Harvey Weinstein can’t seem to catch a break.
Earlier last week, the Weinstein Company announced it would undergo another wave of layoffs before the end of the year, leaving TWC with approximately 120 employees. Then on Friday, president of theatrical films Tom Ortenberg has asked to be relieved from his contract.
Now a federal judge has ruled that the company does not have a written contract to distribute one of the most talked-about films on its fall slate, “Precious: Based on the Novel ‘Push’ by Sapphire," the Los Angeles Times is reporting.
Scheduled for release on Nov. 6, "Precious" landed in legal hot water when it was sold following the Sundance Film Festival in January.
After Lionsgate announced that it had the rights to director Lee Daniels' account of a young black woman's personal life, TWC said that it had bought the film first, but that independent film sales agent John Sloss took it to Lionsgate for a better deal.
Two days later, the two companies sued each other.
On Friday, U.S. District Judge Naomi Reice Buchwald dismissed one of the four lawsuits that resulted from the dispute, saying there was no written agreement between TWC and the film's producers, Smokewood Entertainment Group.

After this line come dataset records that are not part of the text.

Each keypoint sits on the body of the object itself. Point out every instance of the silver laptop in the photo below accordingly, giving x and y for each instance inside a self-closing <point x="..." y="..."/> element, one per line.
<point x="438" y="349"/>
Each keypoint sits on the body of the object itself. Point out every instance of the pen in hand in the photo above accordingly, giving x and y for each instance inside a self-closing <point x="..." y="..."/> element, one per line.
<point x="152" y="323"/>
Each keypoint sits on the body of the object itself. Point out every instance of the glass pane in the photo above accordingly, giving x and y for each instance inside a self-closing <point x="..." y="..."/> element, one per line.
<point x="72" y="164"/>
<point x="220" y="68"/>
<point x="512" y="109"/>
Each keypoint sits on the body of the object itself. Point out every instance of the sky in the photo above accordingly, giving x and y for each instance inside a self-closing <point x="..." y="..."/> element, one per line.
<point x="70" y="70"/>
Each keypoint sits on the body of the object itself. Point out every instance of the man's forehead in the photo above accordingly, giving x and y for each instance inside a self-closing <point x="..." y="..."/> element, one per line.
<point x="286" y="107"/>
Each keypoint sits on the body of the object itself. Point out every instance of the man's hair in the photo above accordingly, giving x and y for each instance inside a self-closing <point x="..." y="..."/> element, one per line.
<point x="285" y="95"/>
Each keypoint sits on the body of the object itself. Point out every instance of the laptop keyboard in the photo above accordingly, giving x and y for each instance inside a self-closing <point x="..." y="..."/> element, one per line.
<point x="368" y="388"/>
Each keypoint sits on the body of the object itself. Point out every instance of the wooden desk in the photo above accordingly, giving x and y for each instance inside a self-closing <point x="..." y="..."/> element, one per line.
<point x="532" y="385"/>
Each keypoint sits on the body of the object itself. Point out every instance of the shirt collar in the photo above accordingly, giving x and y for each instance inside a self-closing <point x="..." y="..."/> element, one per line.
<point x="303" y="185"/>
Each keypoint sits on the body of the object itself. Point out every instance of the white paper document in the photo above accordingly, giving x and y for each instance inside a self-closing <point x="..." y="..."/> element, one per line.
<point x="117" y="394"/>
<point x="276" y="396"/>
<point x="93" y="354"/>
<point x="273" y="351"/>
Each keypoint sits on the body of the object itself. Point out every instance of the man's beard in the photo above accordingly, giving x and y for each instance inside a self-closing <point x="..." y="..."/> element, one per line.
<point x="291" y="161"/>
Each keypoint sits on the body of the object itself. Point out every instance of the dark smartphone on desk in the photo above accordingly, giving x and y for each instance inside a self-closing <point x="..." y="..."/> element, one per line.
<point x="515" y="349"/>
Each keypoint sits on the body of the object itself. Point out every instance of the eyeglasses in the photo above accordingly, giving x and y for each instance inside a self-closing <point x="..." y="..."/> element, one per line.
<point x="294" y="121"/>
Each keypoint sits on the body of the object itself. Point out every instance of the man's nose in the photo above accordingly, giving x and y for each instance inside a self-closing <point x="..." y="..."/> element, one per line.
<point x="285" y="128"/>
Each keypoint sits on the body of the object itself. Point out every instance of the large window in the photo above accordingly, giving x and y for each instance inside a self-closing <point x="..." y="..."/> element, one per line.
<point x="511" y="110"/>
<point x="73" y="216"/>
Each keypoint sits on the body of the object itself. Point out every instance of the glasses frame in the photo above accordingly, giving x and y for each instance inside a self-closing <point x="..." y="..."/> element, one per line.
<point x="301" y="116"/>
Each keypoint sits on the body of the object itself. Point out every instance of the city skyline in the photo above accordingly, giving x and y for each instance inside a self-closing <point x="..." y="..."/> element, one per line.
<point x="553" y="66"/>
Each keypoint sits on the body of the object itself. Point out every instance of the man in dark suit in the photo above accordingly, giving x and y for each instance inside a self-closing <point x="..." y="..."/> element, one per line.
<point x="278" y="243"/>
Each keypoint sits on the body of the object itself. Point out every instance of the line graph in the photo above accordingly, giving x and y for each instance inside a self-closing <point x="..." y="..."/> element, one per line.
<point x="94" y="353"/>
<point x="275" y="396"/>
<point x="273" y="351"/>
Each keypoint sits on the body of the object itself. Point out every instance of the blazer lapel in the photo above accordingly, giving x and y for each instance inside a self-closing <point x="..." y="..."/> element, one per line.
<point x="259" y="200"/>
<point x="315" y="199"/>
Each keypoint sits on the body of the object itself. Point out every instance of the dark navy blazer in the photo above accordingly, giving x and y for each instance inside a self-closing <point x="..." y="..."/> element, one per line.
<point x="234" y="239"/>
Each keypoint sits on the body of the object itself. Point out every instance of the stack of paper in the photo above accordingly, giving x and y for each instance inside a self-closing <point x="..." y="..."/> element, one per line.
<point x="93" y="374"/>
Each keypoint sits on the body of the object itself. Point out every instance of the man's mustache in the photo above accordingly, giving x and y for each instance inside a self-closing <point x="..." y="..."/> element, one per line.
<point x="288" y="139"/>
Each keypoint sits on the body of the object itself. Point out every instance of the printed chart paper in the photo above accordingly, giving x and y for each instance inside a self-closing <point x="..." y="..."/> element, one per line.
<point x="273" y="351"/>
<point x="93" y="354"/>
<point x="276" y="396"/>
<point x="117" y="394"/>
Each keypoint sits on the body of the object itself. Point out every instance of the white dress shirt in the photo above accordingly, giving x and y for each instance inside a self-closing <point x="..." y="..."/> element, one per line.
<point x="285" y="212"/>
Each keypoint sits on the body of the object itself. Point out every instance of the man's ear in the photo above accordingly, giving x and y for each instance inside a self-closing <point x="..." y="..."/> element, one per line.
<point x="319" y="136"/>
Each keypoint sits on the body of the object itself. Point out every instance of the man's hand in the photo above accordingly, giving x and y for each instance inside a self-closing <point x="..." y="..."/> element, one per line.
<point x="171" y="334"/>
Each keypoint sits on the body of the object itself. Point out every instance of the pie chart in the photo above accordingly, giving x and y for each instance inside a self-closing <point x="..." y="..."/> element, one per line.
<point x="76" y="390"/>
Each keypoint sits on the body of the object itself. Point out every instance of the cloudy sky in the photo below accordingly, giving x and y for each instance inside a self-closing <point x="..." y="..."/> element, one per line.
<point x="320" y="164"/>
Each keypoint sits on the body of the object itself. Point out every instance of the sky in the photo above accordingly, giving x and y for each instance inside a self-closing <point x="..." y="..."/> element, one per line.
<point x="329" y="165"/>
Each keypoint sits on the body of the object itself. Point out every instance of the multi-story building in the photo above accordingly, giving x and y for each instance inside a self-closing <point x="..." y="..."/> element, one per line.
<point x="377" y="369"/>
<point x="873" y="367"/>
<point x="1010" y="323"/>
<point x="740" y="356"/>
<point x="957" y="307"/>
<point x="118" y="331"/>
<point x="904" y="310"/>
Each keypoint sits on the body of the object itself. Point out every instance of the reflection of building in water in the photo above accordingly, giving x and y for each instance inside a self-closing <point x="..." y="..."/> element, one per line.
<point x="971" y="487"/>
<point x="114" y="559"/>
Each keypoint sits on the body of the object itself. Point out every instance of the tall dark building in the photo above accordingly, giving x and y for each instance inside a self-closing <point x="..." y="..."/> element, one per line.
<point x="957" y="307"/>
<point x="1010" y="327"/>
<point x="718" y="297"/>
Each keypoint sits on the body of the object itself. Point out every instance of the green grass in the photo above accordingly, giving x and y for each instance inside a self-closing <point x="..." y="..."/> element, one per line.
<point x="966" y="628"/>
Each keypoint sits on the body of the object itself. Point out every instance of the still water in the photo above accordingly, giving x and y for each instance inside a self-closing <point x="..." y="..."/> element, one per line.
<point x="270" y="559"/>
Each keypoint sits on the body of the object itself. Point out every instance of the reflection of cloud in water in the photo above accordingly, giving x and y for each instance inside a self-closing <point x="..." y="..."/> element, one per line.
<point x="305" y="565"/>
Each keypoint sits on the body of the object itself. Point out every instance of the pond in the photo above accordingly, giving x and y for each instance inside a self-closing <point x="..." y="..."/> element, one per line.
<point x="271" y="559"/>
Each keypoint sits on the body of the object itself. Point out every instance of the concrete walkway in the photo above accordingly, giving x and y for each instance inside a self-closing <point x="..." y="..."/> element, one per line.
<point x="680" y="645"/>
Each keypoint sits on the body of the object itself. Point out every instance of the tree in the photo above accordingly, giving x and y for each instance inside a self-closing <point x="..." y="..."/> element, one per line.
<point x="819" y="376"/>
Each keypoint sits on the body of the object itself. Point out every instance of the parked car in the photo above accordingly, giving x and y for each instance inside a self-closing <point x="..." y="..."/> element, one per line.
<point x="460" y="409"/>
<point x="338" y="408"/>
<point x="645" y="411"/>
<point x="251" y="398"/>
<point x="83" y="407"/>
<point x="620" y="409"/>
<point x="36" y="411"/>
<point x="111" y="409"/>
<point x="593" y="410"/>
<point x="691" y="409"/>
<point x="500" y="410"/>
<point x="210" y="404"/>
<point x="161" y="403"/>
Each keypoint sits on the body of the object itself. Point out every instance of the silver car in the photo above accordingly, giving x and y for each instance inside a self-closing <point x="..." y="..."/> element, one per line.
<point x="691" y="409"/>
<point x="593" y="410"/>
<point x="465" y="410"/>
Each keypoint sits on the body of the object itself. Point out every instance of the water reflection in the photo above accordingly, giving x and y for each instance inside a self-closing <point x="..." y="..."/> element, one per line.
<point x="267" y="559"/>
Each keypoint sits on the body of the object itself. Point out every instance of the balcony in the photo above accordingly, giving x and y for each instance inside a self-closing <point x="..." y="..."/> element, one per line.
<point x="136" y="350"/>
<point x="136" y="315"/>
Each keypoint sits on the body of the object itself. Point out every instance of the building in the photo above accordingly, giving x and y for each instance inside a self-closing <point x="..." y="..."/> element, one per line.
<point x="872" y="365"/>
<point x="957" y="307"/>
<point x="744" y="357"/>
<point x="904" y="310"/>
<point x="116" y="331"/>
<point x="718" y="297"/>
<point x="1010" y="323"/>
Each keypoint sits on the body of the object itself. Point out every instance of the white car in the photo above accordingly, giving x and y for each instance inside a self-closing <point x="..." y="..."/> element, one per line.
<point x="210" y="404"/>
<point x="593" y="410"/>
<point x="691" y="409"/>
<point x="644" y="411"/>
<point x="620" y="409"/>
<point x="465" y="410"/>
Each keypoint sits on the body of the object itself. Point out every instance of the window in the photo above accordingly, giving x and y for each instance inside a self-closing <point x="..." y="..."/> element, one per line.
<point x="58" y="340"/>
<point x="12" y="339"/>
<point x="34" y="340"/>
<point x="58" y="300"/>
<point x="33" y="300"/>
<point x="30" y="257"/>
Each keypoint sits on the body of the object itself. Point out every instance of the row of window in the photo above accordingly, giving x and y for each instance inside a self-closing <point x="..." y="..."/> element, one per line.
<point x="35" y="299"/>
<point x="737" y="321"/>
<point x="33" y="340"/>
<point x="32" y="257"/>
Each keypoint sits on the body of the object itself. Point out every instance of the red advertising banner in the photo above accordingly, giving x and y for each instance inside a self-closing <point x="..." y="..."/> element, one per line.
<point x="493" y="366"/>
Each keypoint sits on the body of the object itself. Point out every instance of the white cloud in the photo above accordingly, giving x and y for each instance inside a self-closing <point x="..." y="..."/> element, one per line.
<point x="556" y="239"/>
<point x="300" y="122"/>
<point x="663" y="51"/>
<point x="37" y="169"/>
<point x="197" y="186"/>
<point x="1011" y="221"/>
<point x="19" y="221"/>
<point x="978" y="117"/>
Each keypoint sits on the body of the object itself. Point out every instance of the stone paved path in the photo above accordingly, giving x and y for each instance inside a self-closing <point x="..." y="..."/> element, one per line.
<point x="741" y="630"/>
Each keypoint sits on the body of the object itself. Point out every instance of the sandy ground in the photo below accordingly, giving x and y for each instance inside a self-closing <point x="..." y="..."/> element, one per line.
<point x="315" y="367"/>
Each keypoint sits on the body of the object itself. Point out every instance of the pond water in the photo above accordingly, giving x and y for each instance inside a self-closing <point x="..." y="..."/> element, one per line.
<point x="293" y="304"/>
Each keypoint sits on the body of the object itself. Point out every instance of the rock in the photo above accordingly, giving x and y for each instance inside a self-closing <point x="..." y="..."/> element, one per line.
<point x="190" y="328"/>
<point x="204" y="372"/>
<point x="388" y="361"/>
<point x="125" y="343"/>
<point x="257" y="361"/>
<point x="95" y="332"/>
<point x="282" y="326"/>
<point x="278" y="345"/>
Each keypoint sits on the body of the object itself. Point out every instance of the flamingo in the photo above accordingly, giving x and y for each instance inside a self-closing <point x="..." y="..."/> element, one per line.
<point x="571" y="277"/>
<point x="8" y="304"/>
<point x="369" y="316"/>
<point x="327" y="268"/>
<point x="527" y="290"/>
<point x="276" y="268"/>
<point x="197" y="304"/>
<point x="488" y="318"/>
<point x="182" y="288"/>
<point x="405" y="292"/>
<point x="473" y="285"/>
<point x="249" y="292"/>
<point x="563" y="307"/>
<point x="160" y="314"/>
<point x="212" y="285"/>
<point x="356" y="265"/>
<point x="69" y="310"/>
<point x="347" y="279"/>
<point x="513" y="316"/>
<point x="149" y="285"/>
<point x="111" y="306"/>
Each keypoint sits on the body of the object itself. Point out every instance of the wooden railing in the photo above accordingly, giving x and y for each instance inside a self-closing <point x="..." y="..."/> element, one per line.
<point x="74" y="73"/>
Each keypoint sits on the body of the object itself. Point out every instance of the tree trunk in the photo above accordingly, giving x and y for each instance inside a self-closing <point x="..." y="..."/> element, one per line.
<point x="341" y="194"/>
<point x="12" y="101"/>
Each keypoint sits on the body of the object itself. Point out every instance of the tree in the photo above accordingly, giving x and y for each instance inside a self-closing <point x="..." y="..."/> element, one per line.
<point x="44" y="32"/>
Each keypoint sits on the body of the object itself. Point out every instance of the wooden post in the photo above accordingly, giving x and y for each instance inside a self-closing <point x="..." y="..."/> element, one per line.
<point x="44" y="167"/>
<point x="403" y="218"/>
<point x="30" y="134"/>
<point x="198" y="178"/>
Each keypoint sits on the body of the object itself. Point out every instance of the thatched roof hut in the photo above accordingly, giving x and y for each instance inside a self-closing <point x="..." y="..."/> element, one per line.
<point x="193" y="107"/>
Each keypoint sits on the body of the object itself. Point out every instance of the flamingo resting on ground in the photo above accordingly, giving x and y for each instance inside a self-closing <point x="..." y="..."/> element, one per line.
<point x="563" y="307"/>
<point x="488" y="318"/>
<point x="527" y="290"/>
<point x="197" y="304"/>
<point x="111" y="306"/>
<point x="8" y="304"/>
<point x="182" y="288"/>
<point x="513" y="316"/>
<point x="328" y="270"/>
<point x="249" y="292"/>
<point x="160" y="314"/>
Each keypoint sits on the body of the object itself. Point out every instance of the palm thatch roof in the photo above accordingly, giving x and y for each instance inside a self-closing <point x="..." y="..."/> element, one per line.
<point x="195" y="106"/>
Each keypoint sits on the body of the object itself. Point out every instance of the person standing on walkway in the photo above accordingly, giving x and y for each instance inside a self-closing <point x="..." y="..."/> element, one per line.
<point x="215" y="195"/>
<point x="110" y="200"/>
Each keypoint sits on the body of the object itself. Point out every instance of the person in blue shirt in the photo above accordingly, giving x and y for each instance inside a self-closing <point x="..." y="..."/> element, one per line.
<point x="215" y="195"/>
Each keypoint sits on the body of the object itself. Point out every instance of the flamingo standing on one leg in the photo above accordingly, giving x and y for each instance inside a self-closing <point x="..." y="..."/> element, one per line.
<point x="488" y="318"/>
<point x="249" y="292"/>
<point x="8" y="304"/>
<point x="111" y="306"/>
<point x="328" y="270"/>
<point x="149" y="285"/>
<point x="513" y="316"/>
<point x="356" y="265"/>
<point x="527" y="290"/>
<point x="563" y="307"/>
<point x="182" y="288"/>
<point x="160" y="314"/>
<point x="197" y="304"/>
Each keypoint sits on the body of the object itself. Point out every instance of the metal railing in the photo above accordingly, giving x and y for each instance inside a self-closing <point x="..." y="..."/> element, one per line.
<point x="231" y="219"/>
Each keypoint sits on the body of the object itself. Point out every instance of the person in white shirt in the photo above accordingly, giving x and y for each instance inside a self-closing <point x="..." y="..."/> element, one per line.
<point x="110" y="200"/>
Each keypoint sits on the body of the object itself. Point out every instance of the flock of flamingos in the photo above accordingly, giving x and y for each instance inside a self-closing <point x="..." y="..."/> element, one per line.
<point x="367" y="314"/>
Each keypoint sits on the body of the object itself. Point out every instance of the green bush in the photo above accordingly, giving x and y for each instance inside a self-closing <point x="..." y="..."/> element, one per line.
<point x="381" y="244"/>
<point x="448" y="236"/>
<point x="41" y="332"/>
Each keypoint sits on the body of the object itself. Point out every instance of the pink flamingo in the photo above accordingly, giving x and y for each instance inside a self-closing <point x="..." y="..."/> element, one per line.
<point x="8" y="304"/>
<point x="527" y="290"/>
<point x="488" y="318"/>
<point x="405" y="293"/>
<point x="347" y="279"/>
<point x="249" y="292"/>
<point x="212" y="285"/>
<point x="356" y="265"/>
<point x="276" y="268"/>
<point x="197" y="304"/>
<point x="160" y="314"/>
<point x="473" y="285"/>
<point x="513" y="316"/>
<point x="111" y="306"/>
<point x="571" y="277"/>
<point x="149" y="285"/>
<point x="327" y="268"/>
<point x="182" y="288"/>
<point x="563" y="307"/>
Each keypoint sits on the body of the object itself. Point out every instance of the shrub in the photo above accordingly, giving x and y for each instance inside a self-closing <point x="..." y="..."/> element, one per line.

"A signed writing is required to effectuate a transfer of copyright ownership," Buchwald wrote. "To the extent that [Weinstein Co.] alleges a purely oral agreement for the exclusive licensing and distribution rights to 'Push,' that claim clearly fails as a matter of law."
E-mails between TWC and Sloss’ Cinetic Media, Buchwald said, do not suggest any intention “to enter into a preliminary binding commitment to conclude the deal. Rather, they suggest nothing more than that [Smokewood] was considering the deal on the table between the parties."
Lionsgate attorney Patricia Glaser told the Times she would inform the judges overseeing the other three cases of Buchwald's ruling.
Weinstein did have good news with the sale last week of its recent “Inglourious Basterds” to TNT. Though terms of the deal were not disclosed, it was reported that the film could have gone for around $15 million after making $110 million in U.S. box office.
The company's next release is "Nine," a musical about a film director played by Daniel Day-Lewis who faces personal crisis and womanizes a slew of ladies including Penelope Cruz and Nicole Kidman, is slated for Nov. 25.
On the same day, the company is releasing "The Road," the post-apocalyptic story of a father (Viggo Mortensen) who travels across America with his young son.
Next year's slate includes the Michael Cera picture "Youth in Revolt," "Pirahna 3D" with Elisabeth Shue and Richard Dreyfuss and "Shanghai" with John Cusack.